Anja Harteros’ Desdemona had both innocent vulnerability and feisty self-possession — she was not a wilting violet but a self-possessed, if somewhat inexperienced, young woman, sure of her love and confident of its reciprocation; a worthy wife for a conquering hero. Despite her unwavering grace and loveliness, Harteros was never overshadowed or dominated; she commanded her scenes with a refined but charming presence, her gleaming, sweet timbre supported by a firm, steely underpinning when required, particularly in the middle voice. With her realisation that death is near and unavoidable, Harteros’ floated ever more delicate, ethereal vocal threads, as Desdemona paradoxically seemed both more powerful in her essential purity and increasingly defenceless before her husband’s deranged delusions. Although Harteros’ intonation was not always flawless, the long-breathed phrases that mattered spoke affectingly; her final angelic cry, elegantly poised and redolent with pathos, truly touched the heart.

So, given the acknowledged technical and dramatic challenges of the role, what of our Otello, the Latvian tenor, Aleksandrs Antonenko? If there were any doubts that vocally he is a worthy successor to his illustrious predecessors in the role, Antonenko’s triumphant first appearance immediately quelled them; his gleaming trumpeting roar, ‘Esultate’, instantly established Otello as a hero of noble grandeur and profound passions, and simultaneously confirmed the Latvian Antonenko as a mighty Italianate tenor with an infallibly lustrous tone and secure upper register. Though perhaps a little rigid dramatically, Antonenko convincingly depicted a man in torment, his external confidence and inner peace unravelling with every twist of Iago’s verbal knife. He had the stamina to project, if not conquer, the challenges of the low register of the Act 3 soliloquy.

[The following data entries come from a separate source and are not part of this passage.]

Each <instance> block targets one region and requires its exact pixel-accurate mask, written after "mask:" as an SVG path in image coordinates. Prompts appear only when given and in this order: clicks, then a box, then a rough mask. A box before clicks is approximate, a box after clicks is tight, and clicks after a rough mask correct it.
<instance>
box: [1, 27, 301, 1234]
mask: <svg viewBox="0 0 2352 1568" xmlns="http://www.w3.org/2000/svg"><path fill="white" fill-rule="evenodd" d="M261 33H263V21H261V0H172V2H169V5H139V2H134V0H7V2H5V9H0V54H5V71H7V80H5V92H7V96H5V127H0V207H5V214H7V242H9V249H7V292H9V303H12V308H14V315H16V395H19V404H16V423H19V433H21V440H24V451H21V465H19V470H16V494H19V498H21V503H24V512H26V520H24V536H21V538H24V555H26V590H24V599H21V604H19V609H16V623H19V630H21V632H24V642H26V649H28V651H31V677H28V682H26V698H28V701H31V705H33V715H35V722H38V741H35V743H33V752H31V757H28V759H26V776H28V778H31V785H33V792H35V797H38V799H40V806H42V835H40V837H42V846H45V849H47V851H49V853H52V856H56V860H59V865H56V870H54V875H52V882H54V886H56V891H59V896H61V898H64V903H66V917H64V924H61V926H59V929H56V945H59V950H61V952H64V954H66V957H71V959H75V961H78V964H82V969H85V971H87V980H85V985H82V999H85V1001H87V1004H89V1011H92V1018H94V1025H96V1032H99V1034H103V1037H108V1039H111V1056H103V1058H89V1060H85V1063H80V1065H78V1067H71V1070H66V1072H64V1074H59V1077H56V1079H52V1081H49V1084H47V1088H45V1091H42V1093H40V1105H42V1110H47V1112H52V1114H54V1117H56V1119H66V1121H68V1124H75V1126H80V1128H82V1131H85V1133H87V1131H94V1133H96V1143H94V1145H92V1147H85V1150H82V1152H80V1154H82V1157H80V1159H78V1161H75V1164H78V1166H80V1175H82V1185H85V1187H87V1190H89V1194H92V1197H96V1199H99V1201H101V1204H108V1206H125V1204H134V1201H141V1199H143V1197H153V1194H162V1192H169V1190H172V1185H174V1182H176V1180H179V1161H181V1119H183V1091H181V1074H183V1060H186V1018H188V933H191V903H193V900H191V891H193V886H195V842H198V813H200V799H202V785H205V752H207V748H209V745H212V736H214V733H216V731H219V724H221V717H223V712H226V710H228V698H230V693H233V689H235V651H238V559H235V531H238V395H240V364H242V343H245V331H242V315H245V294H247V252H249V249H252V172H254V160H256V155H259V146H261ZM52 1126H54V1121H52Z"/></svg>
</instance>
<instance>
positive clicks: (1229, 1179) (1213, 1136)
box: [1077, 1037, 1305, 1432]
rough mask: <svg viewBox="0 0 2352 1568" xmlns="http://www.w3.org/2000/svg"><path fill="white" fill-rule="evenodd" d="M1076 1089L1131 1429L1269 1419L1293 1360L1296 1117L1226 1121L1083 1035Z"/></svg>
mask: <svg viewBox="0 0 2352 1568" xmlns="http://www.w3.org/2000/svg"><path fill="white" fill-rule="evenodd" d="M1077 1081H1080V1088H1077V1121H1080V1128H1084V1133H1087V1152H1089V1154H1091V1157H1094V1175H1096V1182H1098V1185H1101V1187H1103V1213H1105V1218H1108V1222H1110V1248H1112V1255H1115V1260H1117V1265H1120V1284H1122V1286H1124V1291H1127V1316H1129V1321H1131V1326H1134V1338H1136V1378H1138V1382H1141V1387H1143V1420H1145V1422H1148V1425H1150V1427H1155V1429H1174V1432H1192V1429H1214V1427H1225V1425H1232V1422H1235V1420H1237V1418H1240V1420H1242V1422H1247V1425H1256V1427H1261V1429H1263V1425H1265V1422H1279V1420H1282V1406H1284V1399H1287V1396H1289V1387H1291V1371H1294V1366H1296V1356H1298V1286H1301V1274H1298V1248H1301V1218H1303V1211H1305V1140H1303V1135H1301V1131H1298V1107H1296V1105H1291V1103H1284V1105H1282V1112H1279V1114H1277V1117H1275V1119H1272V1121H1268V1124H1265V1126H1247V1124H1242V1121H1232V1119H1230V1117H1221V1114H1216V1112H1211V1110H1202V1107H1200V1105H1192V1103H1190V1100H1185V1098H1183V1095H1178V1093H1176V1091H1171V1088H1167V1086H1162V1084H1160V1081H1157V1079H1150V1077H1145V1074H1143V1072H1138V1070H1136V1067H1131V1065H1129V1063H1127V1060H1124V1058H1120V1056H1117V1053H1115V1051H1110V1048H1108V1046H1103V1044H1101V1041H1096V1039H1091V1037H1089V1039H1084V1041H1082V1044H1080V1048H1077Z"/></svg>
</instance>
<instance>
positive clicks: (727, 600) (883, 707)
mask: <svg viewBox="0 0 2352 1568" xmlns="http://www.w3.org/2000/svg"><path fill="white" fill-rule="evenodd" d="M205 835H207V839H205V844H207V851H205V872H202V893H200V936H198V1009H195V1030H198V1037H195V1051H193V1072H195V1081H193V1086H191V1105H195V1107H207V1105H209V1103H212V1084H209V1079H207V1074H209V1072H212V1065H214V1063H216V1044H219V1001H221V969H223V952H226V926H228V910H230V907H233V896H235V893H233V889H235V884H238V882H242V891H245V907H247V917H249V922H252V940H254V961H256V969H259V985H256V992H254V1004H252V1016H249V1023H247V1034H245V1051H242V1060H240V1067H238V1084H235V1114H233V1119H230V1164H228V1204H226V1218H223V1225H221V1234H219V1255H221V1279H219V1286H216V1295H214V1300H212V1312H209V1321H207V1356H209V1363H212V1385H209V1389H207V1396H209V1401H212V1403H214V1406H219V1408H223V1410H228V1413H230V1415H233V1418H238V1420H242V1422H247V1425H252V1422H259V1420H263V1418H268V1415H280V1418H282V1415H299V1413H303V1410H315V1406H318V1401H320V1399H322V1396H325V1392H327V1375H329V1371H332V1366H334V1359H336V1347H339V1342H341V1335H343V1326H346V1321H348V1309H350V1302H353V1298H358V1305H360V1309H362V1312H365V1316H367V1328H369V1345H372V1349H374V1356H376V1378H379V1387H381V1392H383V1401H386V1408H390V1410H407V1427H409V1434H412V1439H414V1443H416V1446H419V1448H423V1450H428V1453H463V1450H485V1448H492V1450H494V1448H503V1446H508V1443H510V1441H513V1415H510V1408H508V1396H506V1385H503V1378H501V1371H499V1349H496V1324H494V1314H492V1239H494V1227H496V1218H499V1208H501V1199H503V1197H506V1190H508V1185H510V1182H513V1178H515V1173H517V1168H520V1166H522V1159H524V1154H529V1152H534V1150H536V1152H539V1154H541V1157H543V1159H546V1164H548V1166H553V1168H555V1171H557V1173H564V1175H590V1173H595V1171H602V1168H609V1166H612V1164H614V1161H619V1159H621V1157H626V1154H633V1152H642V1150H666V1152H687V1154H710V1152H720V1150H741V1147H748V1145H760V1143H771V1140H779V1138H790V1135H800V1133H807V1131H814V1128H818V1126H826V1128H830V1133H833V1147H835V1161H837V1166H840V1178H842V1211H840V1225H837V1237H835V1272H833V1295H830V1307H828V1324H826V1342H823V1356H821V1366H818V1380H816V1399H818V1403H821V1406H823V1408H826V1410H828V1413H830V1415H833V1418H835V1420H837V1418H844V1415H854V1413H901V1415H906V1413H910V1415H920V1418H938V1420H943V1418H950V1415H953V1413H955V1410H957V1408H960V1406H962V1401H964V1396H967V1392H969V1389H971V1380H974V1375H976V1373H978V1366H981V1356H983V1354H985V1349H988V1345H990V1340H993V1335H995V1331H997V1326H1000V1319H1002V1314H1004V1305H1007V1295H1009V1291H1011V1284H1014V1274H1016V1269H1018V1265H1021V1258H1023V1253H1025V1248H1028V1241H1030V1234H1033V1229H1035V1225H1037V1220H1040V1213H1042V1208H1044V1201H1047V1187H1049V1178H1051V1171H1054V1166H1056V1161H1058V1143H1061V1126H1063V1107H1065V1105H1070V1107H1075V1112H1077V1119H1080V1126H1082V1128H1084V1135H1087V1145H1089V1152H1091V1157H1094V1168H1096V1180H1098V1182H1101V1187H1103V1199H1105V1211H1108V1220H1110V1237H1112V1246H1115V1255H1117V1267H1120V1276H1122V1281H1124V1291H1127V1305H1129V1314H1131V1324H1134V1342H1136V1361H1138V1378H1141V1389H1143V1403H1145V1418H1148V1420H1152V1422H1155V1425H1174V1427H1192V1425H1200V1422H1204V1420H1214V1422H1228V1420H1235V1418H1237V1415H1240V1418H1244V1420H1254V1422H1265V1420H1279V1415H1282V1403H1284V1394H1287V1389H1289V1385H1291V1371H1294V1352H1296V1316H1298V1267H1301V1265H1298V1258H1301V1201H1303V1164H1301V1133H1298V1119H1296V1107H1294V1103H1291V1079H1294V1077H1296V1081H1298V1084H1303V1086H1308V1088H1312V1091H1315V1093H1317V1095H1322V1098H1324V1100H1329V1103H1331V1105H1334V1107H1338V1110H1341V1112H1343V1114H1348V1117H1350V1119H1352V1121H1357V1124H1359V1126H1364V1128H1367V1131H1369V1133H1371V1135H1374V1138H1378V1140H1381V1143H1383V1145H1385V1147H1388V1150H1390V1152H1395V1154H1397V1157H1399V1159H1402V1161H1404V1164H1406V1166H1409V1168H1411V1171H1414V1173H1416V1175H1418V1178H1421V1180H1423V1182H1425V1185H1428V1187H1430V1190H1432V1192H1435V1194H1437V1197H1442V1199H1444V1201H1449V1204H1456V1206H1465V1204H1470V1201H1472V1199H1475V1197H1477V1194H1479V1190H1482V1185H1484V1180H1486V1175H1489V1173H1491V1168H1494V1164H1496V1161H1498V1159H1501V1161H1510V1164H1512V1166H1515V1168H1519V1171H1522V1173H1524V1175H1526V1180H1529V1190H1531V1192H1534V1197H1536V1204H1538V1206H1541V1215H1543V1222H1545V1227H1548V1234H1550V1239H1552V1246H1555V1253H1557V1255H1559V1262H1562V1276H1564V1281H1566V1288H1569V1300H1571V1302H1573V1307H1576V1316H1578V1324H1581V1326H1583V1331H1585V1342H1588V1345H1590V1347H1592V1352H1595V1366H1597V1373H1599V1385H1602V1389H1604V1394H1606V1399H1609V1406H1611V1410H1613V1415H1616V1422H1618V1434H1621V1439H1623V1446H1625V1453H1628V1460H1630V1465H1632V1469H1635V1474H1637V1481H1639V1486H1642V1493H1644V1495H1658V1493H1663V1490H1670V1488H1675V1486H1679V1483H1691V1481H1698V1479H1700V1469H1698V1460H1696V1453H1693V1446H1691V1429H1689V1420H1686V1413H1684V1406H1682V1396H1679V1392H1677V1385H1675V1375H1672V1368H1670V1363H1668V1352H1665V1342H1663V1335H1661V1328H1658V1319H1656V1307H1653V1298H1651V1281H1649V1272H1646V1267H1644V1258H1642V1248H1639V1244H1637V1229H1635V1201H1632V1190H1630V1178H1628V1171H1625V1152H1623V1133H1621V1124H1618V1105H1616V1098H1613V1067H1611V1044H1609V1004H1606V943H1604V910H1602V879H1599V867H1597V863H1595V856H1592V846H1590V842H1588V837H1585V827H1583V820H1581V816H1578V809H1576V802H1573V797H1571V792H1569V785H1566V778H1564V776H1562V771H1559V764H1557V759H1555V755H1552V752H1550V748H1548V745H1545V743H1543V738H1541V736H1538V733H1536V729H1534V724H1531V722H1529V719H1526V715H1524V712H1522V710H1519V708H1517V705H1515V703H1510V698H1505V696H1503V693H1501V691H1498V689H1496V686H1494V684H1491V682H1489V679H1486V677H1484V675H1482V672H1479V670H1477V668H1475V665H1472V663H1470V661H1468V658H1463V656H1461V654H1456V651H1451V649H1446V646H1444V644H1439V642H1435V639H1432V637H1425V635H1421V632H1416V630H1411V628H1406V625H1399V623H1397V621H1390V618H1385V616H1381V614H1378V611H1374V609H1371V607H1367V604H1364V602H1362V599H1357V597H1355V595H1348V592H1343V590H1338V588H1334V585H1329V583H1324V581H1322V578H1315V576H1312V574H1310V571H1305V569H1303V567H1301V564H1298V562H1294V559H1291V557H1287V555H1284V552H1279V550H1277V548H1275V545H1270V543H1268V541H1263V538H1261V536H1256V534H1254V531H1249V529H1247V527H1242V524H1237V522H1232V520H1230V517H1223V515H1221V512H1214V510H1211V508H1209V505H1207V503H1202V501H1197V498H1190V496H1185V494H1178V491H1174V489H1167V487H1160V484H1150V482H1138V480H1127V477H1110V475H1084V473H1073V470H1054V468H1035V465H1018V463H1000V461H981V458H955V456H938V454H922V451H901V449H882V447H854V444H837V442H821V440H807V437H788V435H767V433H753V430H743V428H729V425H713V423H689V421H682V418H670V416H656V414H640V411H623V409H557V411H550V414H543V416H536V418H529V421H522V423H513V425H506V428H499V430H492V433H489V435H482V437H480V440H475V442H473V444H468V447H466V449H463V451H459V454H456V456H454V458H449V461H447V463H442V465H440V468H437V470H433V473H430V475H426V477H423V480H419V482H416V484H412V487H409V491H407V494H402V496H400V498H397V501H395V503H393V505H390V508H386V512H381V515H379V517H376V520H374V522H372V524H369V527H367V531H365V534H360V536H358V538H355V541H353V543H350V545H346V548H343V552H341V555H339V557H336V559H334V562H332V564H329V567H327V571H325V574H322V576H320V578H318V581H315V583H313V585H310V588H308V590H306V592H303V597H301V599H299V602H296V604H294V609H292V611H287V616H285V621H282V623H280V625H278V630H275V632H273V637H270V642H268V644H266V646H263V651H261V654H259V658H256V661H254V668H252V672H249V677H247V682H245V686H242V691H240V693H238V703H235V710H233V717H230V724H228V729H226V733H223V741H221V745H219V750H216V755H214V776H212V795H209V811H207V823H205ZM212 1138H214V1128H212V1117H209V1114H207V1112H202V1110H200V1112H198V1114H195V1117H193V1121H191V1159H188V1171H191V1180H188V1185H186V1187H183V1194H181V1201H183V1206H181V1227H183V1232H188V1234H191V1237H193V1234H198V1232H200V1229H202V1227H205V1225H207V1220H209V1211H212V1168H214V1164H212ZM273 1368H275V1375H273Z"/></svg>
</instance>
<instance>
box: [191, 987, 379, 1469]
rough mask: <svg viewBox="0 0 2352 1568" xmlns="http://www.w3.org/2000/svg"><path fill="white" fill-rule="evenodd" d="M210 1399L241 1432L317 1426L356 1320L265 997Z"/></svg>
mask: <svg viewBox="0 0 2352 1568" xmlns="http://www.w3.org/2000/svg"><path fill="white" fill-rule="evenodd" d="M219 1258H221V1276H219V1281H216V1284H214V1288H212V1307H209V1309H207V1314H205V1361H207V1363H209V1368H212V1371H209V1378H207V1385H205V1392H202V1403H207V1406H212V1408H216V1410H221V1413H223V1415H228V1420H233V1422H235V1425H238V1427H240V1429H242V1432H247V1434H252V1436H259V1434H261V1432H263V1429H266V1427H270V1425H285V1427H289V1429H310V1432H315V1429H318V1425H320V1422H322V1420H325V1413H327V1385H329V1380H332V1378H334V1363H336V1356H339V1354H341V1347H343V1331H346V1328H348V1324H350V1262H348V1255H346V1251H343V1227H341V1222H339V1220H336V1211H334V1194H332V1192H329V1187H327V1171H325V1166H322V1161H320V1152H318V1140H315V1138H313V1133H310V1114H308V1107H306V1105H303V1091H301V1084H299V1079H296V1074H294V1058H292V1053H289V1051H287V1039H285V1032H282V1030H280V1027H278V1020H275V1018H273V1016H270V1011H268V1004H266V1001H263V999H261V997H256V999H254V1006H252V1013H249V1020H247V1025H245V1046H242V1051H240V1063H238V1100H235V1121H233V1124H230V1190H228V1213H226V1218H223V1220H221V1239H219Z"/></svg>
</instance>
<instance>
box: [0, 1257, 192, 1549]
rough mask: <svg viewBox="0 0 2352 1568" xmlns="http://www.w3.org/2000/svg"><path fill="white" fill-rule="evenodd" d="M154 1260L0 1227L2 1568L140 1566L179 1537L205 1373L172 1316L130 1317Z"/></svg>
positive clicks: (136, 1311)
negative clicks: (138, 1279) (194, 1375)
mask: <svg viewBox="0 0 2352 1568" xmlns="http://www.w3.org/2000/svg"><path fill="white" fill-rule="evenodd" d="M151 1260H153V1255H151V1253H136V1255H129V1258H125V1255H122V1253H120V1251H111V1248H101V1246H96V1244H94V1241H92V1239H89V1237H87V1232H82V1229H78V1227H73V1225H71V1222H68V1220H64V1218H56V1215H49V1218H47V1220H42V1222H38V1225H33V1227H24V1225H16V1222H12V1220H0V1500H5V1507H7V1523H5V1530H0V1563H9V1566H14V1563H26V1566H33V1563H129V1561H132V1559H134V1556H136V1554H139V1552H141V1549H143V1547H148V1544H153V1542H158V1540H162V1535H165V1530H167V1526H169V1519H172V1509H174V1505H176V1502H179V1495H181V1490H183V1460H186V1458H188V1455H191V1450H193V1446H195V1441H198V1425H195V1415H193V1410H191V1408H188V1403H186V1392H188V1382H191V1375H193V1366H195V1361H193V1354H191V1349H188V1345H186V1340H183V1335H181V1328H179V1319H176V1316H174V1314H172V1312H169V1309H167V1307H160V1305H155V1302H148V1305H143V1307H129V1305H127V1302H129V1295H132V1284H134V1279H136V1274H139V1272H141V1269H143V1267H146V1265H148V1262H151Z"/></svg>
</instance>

And, the slightly husky pianissimo rasps of his final fragmented, despairing “Desdemona”s revealed the extent of his psychological disintegration.

There were no weak links in the chain: Jihoon Kim as Montano, Ji Hyun Kimboth as Roderigo and Hanna Hipp as Emilia, all Jette Parker Young Artists, were professional, accomplished and engaging. Antonio Poli’s Cassio had an appropriately light-weight elegance which, dramatically, suggested both a debonair nonchalance and a perilously naive self-assurance.

Otello_ROH_2012_03.gifAleksandrs Antonenko as Otello, Anja Harteros as Desdemona and Antonio Poli as Cassio [Photo © ROH/Tristram Kenton 2012]

Antonio Pappano’s characteristic mastery of the score’s details brought forth nuances which were occasionally missing from the actual movements on stage, if not from the singing itself. From the ferocious storm that he conjured to a deafening but supremely controlled climax, to the portentous, insidious bass rumblings which permeate Act IV, Pappano was in total command, shaping the lines of the Act II quartet to energise the conflicting dramatic dialectics, pushing the vengeful close of the same Act to an agonizingly bitter climax. Every instrumental entry was crisp and clean, and the rhythmic propulsion never wavered, intensity and unrest sitting side by side with quietude and serenity.

The enlarged chorus roared in resplendent and well-marshalled fashion, but their role is fairly small (as was the space available, hence some rather stilted arm waving in the storm scene), and this performance was all about the three principals, whose prowess, consistency and professionalism brought praise-worthy technical flair and sincere depth of feeling to Moshinsky’s solid framework.